Let $a_1,a_2,...,a_{n-1}$ be integers. Suppose that there is no subset $S\ne \emptyset$ of $\{1,2,...,n-1\}$ such that $\sum_{k\in S}a_k\equiv 0\pmod{n}$. Show that there exists an integer $a$, $0< a< n$ st $\gcd(a,n)=1$ and $a_1,a_2,...,a_n\equiv a\pmod{n}$.
Source : https://artofproblemsolving.com/community/c6h626708p3759215 (mavropnevma's comment)
My attempt : Let $s_k=a_1+a_2+...+a_k$. Then $s_1,s_2,...,s_{n-1}$ form a permutation of $1,2,...,n-1$ (mod n). Let $s_0=0$ and consider the subscripts mod $n$. Then the condition that $\sum_{k\in S}a_k\ne 0\pmod{n}$ for all $S\subseteq\{1,2,...,n-1\}$ st $S\ne \emptyset$ implies $\sum_{k\in S}s_k \ne \sum_{k\in S}s_{k-1}\pmod{n}$. This is where I'm stuck.

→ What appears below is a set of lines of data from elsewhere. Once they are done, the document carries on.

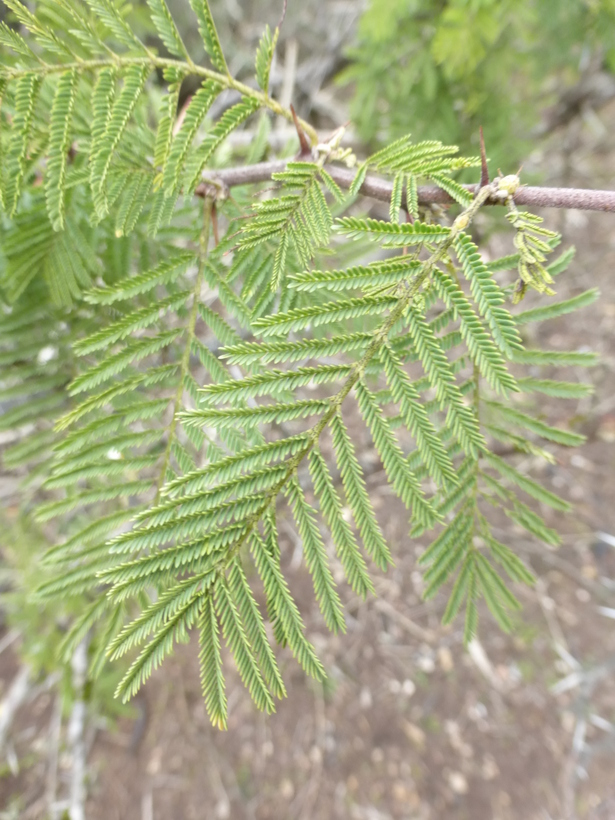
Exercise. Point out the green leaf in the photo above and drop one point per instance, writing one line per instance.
(134, 81)
(209, 34)
(166, 28)
(264, 57)
(357, 495)
(555, 309)
(210, 662)
(59, 141)
(343, 538)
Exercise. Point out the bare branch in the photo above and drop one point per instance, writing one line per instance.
(380, 189)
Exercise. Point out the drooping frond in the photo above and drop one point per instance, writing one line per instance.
(161, 464)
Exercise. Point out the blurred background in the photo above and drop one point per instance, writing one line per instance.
(409, 725)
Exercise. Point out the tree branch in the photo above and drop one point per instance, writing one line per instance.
(380, 189)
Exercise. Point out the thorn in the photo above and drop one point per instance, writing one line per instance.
(304, 142)
(484, 171)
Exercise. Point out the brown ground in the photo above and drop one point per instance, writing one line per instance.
(409, 725)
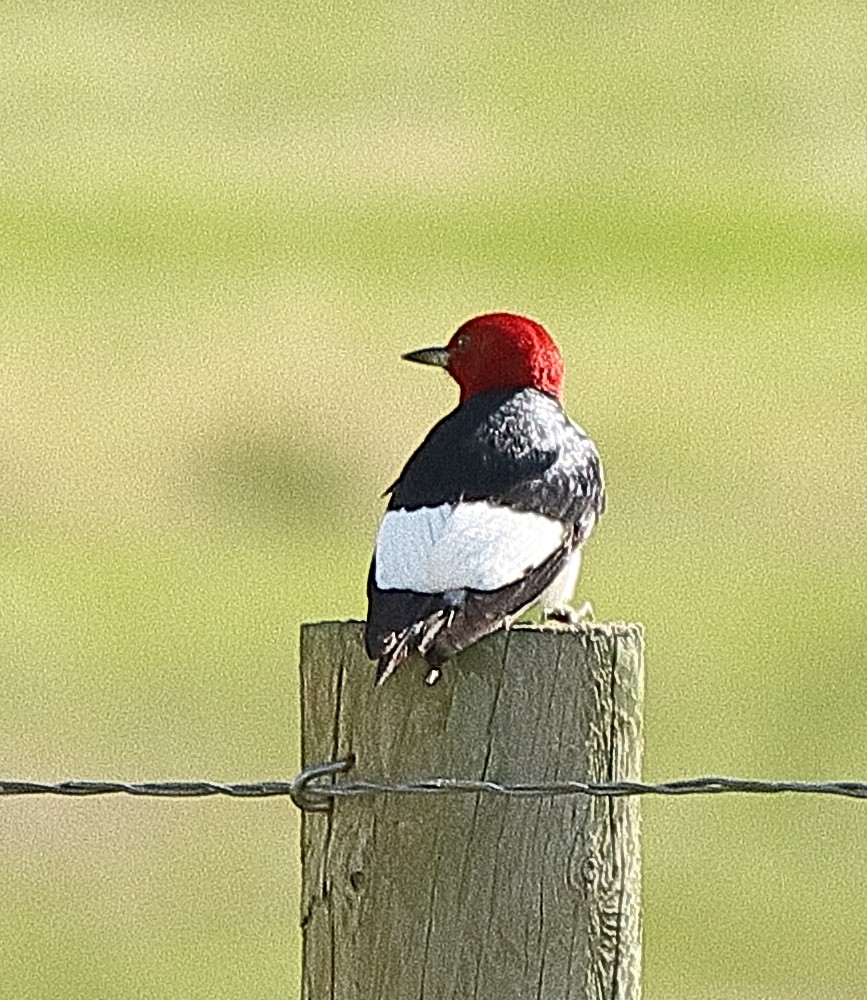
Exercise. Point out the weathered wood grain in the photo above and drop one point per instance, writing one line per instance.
(475, 897)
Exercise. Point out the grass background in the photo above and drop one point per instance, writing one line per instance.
(221, 224)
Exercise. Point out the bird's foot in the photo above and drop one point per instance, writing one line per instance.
(568, 615)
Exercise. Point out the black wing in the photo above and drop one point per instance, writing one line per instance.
(516, 448)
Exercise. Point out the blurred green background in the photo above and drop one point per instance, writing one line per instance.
(221, 224)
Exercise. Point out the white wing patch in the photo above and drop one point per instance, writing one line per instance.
(477, 545)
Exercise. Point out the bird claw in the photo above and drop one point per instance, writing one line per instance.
(569, 615)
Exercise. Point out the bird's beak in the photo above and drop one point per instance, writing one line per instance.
(438, 356)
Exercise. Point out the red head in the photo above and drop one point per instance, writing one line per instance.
(498, 351)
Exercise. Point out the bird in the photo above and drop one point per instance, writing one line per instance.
(490, 512)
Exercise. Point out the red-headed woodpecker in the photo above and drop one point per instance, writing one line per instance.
(490, 512)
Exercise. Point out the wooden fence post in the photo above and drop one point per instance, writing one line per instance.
(457, 896)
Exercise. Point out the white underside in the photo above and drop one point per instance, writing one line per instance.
(560, 591)
(477, 545)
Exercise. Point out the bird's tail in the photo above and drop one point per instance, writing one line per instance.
(416, 638)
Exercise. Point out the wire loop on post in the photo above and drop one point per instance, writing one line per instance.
(309, 797)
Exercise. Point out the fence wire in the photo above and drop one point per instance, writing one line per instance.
(314, 789)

For a subset $S$ of $1\ldots n-1$ let $f(S)= \{ \sum_{j\in T} a_j, \emptyset\subsetneq T\subset S\}$.
Claim: if $i\not \in S$ then $$|f(S \cup i)|\ge |f(S)|+1$$ Proof: $a_i+\sum_{j\in S} a_j$ can't be in $f(S)$, as otherwise we'd have $a_i+\sum_{j\in S} a_j=\sum_{j\in T} a_j$ for some $T\subset S$ so $a_i+\sum_{j\in S,\not \in T} a_j = 0$.
If some $a_j\ne a_1$ then $|f(\{1,j\}|=3$ so that for $1,j\not \in S$: $|f(\{1,j\}\cup S)|\ge 3+|S|$ which gives that $f(\{1,\ldots,n-1\})$ contains the whole of $0\ldots n-1$.